Semesta berbicara, bahwa semboyan dalam bahasa Jawa itu masih melekat dibenak kita. Umumnya bagi yang bisa membaca tentu sudah pernah membacanya, minimal bagi yang memiliki telinga yang berfungsi dengan baik, tentu sudah tidak asing lagi mendengarnya. Semboyan itu digandrungi oleh Bapak Pendidikan Nasional, Ki Hajar Dewantara ketika ia masih aktif menekuni dunia pendidikan, dan mendirikan pendidikan Taman Siswa 3 Juli 1922 silam. Jika diartikan dalam bahasa Indonesia; “di depan memberi contoh, di tengah memberi semangat, dan di belakang memberi dorongan.”
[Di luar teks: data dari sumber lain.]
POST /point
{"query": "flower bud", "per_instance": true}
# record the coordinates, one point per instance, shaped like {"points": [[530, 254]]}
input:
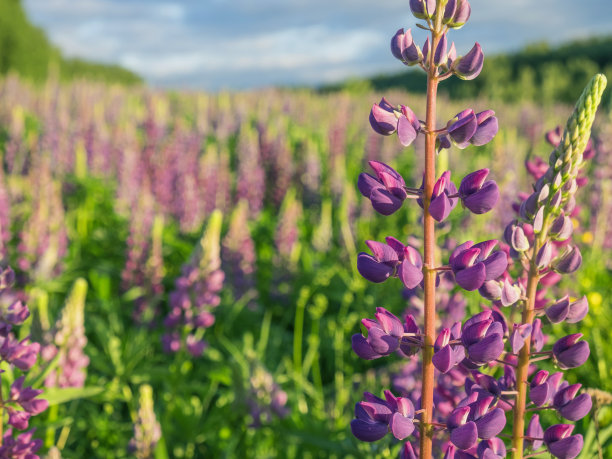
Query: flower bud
{"points": [[440, 55], [423, 9], [561, 228], [487, 128], [569, 352], [461, 14], [569, 261], [561, 443]]}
Kenyataannya, di negeri ini semboyan itu hanya untuk didengar dan dibaca, tetapi tidak direalisasikan. Kita saksikan saja, begitu banyak para pemimpin yang berpendidikan tinggi dan dianggap mampu membawa pendidikan di negeri ini lebih baik, faktanya bukan lagi memberi contoh terdidik, tapi dalam bahasa Minangkabaunya bisa dikatakan“tukek mambaok rabah” alias tongkat membawa roboh. Sebaliknya, masyarakat menengah bukan lagi memberi semangat tapi sudah hilang kata sepakat, dan masyarakat bawah pun bukan memberi sokongan tapi sogokan.
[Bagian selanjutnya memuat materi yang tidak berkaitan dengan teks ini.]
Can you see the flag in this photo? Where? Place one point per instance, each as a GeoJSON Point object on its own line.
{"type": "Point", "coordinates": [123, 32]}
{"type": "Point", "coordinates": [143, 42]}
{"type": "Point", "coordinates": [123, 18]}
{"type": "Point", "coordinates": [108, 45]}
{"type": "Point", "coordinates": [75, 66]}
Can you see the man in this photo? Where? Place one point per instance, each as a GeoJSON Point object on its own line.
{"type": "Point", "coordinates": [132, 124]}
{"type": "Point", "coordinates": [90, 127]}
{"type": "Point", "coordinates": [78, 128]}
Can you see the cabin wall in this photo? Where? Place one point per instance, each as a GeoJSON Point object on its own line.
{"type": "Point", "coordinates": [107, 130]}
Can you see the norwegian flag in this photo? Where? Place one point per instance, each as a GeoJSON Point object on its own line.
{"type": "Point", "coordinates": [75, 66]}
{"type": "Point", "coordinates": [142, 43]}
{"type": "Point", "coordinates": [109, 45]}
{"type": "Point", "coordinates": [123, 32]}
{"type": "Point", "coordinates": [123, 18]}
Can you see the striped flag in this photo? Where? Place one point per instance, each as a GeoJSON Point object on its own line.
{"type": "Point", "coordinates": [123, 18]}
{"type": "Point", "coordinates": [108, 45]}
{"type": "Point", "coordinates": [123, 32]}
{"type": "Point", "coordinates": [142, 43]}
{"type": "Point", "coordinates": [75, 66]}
Terbukti, ketika semesta berbicara baru-baru ini. Kita sering dihebohkan ulah kaum pendidikan dan perilaku anak didik, yang seakan-akan tidak lagi terdidik. Berbagai kasus negatif tentang pendidikan menjadi bahan perbincangan hangat di berbagai media massa. Bukan lagi masalah sarana dan prasarana yang minim, tetapi juga melibatkan orang-orang di dalam “sangkar” pendidikan. Ada pendidik tertangkap basah ketika selingkuh, orang terdidik melakukan pencabulan, dan ada anak didik yang korban bahkan pelaku pencabulan. Selain itu, berbagai pemberitaan tentang kekerasan yang dilakukan pendidik, orang terdidik, dan anak didik. Parahnya lagi, anak-anak belia yang masih di bangku Sekolah Dasar (SD) dan masih bau kencur itu, sudah paham betul dengan dunia seks, bahkan banyak yang jadi pelakunya.
Menyaksikan berbagai fenomena itu, kita merasa sedih, risih, dan miris menyayat hati. Benarkah segitu bobroknya pendidikan di negeri ini? Mulai dari orang yang sudah beruban sampai anak ingusan perangainya sama hancurnya. Baik dari kalangan atas, yang dipandang terdidik dan berpendidikan tinggi, sampai orang yang tidak pernah mengenal sekolah, moralnya sama bejatnya. Siapa yang salah dan yang patut dipersalahkan? Sudah sepantasnya pertanyaan dan jawaban itu berdetak di batin kita masing-masing. Lihat dan introspeksi moral di negeri selama ini, siapa yang harus disorot?
Faktor Penyebab
Melihat berbagai fenomena negatif yang menyinggung dunia pendidikan di negeri ini, tentu sangat memukul hati bagi yang masih berhati. Fenomena negatif yang kita saksikan di media, dan bahkan kita jumpai di lingkungan sehari-hari, itu terjadi bukan tanpa sebab. Zaman globalisasi dan kecanggihan teknologi informasi saat ini, salah satu penyebab terbesarnya. Semua informasi dari seluruh dunia, bisa diakses juga oleh seluruh makhluk di dunia. Terutama sekali dengan mudahnya akses internet sebagai media sosial, seperti facebook, twitter, website, instagram, dan media sosial lainnya. Selain itu, sajian media di televisi punya andil besar dalam memperngaruhi otak generasi muda, termasuk kaum pelajar yang sedang menggeluti pendidikan.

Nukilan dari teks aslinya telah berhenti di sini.